Takeaways for Practice
Notice that I have not yet discussed the ATT/ATE or the uncertainty of estimated treatment effects. That Is because the framework above is focused on experimental design. The main goal is to decide who should be treated and why before any real-world intervention. In other words, we can be confident in the design itself—who is treated, who is not, and why—before estimating treatment effects or reporting uncertainty. In the above example, the data were simulated under no treatment effect, to illustrate how the design works independently of any effect size. If a treatment were applied, we could then evaluate its impact using the design we have already validated. Crucially, in settings with few treatable units, synthetic control designs can achieve balance similar to an RCT, even when only a handful of units are treated. In fact, Abadie and Zhou show that “synthetic control design can substantially outperform randomized designs in experimental settings with a small number of treated units.” This allows interventions to be targeted strategically, saving resources while maintaining a valid identification strategy.

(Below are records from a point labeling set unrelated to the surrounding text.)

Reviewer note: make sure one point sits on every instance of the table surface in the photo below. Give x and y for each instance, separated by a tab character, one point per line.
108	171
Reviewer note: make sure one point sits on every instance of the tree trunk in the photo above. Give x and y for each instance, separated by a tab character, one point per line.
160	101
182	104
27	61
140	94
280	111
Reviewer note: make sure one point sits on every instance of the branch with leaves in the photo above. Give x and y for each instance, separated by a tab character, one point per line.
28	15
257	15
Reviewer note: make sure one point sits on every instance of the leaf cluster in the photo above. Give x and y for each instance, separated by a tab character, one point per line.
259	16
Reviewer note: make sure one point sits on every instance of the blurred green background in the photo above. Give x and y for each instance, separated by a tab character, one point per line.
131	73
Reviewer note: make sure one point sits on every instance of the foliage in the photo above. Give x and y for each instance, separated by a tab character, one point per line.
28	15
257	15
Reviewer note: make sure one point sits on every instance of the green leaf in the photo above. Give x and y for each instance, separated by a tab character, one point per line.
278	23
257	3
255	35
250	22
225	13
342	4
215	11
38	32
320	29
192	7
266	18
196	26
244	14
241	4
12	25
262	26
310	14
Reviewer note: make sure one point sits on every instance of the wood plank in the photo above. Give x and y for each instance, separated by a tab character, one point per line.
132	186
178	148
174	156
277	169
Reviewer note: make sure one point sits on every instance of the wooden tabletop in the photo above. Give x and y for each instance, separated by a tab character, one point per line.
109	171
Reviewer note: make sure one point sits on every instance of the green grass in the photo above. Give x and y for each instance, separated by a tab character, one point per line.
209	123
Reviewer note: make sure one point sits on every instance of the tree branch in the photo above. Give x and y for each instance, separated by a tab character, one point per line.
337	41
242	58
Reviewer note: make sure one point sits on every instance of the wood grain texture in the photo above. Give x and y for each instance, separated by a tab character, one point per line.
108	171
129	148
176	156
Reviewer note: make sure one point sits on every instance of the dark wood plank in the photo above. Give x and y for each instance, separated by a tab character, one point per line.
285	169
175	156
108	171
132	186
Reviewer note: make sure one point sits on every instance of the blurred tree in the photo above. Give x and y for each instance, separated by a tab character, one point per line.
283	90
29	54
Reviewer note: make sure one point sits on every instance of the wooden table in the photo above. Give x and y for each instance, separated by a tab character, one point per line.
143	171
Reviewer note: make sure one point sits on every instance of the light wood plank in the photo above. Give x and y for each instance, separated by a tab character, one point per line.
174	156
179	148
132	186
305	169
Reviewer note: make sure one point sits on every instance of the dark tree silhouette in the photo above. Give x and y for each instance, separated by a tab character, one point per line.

Contrast this with a traditional RCT. In an RCT, randomization occurs once in the field. Designing an RCT is costly and requires coordination across multiple actors. We cannot experiment with different randomization schemes beforehand, because the quality of the randomization can only be assessed after it occurs. Once units are assigned, the study must proceed, with all associated costs, risks, and constraints. By contrast, the synthetic control design can be iterated rapidly on a laptop. We can explore different cluster groupings, penalties, cost and budget constraints, or solver formulations, and observe how stable the resulting design is before committing any resources. This flexibility makes synthetic experimentation a powerful planning tool. It enables researchers and practitioners to prototype experiments cheaply and safely, such that the treated and control group to be a balanced as possible before any real-world action. Abadie and Zhou, and myslef, still see large-scale RCTs as the gold standard: they will not go away just because SCM can be a companion to them. However given their substantial costs and logistically demanding, synthetic experimentation open the door to an iterative, exploratory phase of experimental planning, especially when only a few units may be treated. That way, when we do invest in a full study, it is built on a solid foundation that is aware of operational, budgetary, and practical constraints.